The overlap between OSA and NT1.

2. Prevalence

The estimated prevalence of OSA in the general population is reported to range between 15 and 30 % in males and 10–15 % in females, as substantiated by various studies and secondary analyses [26,27]. The prevalence of NT1 is estimated at 0.02–0.05 % across Western countries [11,28]. According to literature data, the prevalence of OSA in individuals with NT1 has been documented within the range of 24.8 %–51.4 % (see Table 1).

Table 1.

Clinical features and multiple sleep latency test (MSLT).

Reference	N	OSA (%)	Age (Yrs)	Sex (F)	CSF Orexin (pmol/L)	Cataplexy (yes)	HLA DQB1∗ 0602	ESS	BMI (kg/m2)	MSLT
										SL (min)	REM latency (min)	SOREMPs (N)
App 1990	46	28	Na	34.5 %	Na	46.5 %	Na	Na	Na	Na
Sansa 2010	133	24.8	38.6 ± 16.4	34 %	Na	78 %	Na	17.7 ± 4.3	23.9 ±4.7	2.1± 1.8	4.8 ± 2.7	3.2 ± 1.4
Pataka 2012	102	28.5	45.7 ± 16.5	60 %	Na	74.5 %	84.3 %	18.3 ± 4	27.9 ±5.8	4.5± 3.2	3.9 ± 3.2	2.7 ± 1.1
Frauscher 2013	100	24	39 [16–78]	44 %	Na	87 %	93 %	18 [10–24]	26.2 [18.2–43]	10.7± 3.2	Na	4 (0–5)
Jennum 2013	757	Na	40.3 ± 35.8	53.6 %	Na	Na	Na	Na	Na	Na
Nevsimalova 2013	117	30.77	47.8 ± 17.2	Na	Na	79.5 %	84.7 %	18.0 ± 3.4	Na	2.7± 2.1	Na	3.4 ± 1.1
Black 2017	9312	51.4	46.1 ± 13.3	59.2 %	Na	20.3 %	Na	Na	Na	Na
Hoshino 2019	141	39.4	30.7 ± 12.7	31.9 %	Na	26 %	Na	14.8 ± 5.1	23.3 ±4.3	2.3± 1.6	4.9 ± 2.7	3.2 ± 1.1
Filardi 2020	38	13.6	11.66 ± 3.77	34.2 %	32.70 ± 43.26 pg	Na	100 %	15.53 ± 3.53	24.39 ±5.09	2.70 ±2.35	Na	4.58 ± 0.83

Data expressed as mean ± standard deviation or median [range]; N number of subjects with narcolepsy; AHI apnea-hypopnea index; BMI body mass index; CSF cerebrospinal fluid; ESS Epworth sleepiness scale; SL sleep latency; SOREMP sleep onset REM period. ∗the study only included OSA patients undergoing adenotonsillectomy for OSA.

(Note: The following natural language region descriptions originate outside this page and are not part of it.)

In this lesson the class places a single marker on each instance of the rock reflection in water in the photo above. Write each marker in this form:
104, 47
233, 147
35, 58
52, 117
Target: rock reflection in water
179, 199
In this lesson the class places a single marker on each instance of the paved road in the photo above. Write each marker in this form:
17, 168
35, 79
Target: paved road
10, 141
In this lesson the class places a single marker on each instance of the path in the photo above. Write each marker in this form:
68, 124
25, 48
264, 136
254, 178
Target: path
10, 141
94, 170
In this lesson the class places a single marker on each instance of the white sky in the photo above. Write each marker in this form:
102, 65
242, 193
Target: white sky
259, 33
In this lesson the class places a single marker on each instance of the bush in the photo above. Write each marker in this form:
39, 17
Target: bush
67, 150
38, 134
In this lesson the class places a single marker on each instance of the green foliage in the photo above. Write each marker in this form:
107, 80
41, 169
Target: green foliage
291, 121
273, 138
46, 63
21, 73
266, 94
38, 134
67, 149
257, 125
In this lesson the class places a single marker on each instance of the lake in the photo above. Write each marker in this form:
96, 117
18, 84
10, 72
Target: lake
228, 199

In a research study involving 1000 patients exhibiting EDS, 46 individuals were diagnosed with Narcolepsy NT1 and OSA. Notably, the diagnosis of narcolepsy was conclusively established after the successful resolution of OSA through CPAP therapy. Corroborating the findings, the severity of OSA exhibited a positive correlation with body mass index (BMI). However, intriguingly, the severity of EDS, as assessed through the MSLT, did not demonstrate improvement with CPAP intervention [29]. In a subsequent study, a cohort of 133 consecutive narcoleptic patients was systematically assessed between the years 1991 and 2007. Among these individuals, 33 patients were identified as having comorbid OSA with an Apnea-Hypopnea Index (AHI) ≥ 10 events per hour). Notably, this subgroup exhibited characteristics such as older age, male gender, and a higher BMI [30].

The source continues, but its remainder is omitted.